EUROPEAN SOCIALISM SINCE WORLD WAR I

By

Pub Date: June 9th, 1971
Publisher: Quadrangle

These 25 New York Times dispatches and Sunday Magazine articles about European social democrats offer more of a commentary on the Times than the times. They range from Paul Warburg's 1920 interpretation of the German Social Democracy as the force of ""constructive labor"" against ""confiscatory and destructive Bolshevism"" through essays on British Labour governments, the Spanish Civil War, and the 1936 popular front government in France, with encomia lavished on Ramsay MacDonald, Leon Blum, Kurt Schumacher and Willy Brandt, Guy Mollet and veteran Pietro Nenni. The book's title is very misleading: Greene excludes all communist and left-socialist leaders and organizations, in or out of parliament, covering only anti-communist social democrats. Having thus limited his purview, he observes that ""socialism in power means socialists without the will or the power to take large strides toward socialism."" This fact delights the contributors, as in a 1929 piece reassuring Times readers that Britain's new Prime Minister is a reformer, not a Red, or Sidney Hook's 1960 disclosure that social democrats have abandoned all Marxist pretensions. One excellent essay is Herbert Matthews' 1936 survey of Spanish socialist movements.
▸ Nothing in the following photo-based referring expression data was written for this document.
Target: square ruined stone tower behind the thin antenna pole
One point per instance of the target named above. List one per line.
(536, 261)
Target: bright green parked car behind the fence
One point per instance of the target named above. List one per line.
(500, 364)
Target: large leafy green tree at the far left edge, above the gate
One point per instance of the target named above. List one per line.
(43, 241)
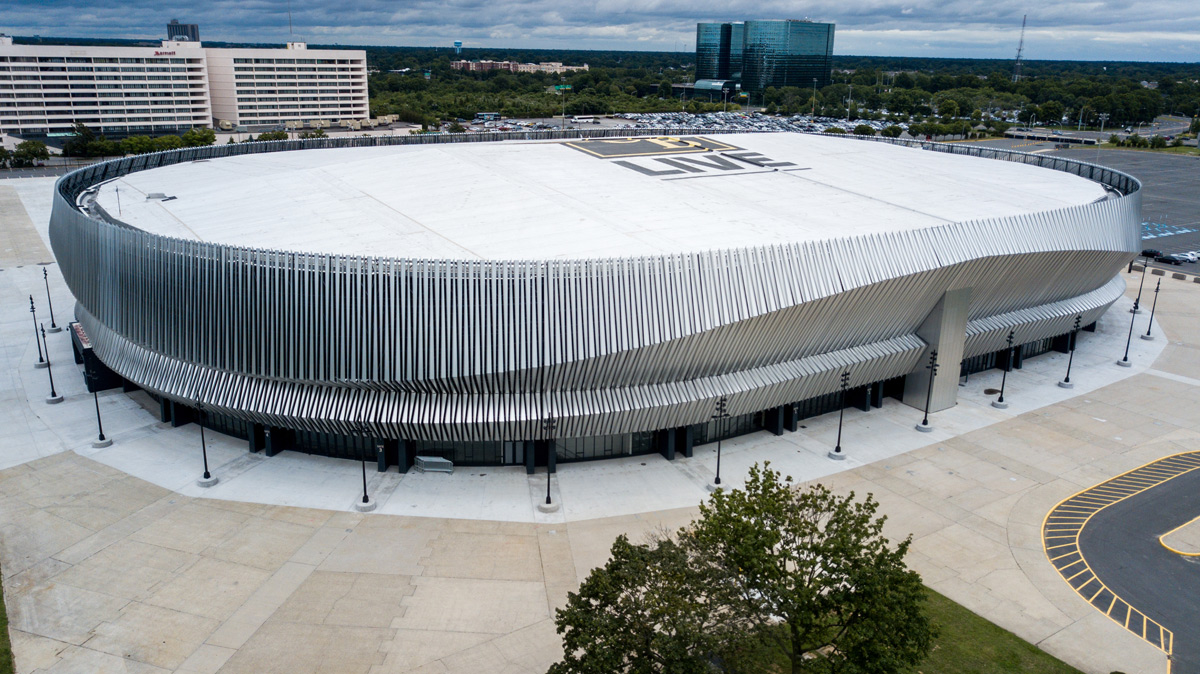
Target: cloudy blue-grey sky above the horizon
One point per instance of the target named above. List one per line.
(1143, 31)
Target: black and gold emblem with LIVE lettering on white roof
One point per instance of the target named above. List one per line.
(681, 158)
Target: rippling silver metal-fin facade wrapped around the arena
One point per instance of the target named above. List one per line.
(481, 351)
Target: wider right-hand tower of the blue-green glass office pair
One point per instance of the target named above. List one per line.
(787, 53)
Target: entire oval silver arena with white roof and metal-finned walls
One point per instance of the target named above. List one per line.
(556, 298)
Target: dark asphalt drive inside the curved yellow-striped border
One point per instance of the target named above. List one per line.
(1121, 546)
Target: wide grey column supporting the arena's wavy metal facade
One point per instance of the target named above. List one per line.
(945, 329)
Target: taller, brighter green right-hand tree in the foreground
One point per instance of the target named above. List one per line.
(812, 574)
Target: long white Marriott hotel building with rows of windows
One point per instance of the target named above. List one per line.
(179, 86)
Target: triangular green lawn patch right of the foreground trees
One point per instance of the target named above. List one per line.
(969, 645)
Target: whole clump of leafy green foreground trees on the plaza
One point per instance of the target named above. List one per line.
(770, 579)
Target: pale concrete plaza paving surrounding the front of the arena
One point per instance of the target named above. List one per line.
(109, 571)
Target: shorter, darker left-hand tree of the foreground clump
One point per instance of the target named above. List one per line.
(643, 612)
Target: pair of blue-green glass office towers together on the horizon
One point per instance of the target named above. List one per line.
(765, 53)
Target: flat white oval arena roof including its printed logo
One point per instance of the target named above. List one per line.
(580, 200)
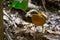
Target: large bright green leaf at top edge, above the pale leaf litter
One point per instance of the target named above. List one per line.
(20, 5)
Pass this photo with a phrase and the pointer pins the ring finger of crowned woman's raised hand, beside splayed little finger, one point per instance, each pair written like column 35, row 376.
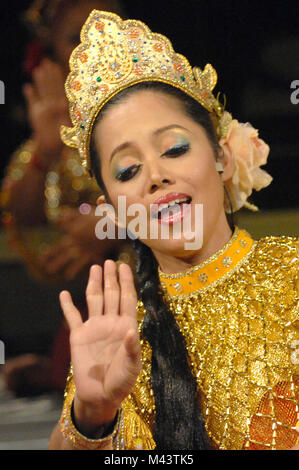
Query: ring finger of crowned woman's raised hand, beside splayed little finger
column 94, row 291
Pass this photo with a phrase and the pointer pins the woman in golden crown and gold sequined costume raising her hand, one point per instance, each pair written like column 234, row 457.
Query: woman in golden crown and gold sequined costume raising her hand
column 206, row 361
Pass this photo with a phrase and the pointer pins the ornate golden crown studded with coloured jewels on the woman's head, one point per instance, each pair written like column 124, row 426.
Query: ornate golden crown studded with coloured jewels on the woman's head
column 115, row 54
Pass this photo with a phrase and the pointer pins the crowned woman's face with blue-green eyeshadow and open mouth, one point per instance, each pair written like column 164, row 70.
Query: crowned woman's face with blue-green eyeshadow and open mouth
column 152, row 153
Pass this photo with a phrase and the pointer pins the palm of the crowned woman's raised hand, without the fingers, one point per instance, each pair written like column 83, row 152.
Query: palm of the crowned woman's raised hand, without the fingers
column 99, row 357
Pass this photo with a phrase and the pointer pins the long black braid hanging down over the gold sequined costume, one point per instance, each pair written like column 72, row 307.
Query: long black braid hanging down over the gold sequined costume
column 178, row 422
More representative are a 1920 dispatch from Italy deeming the fascisti a force for law and order though deploring their belief that ""they have to murder every agitator in Italy to get it,"" while a decade later a Times correspondent expresses puzzlement over the ""educated classes'"" abandonment of the Weimar Republic which he believes to be restoring the life-styles of both middle and lower classes. Highly marginal for general readers in history, the book may draw students of journalism and propaganda.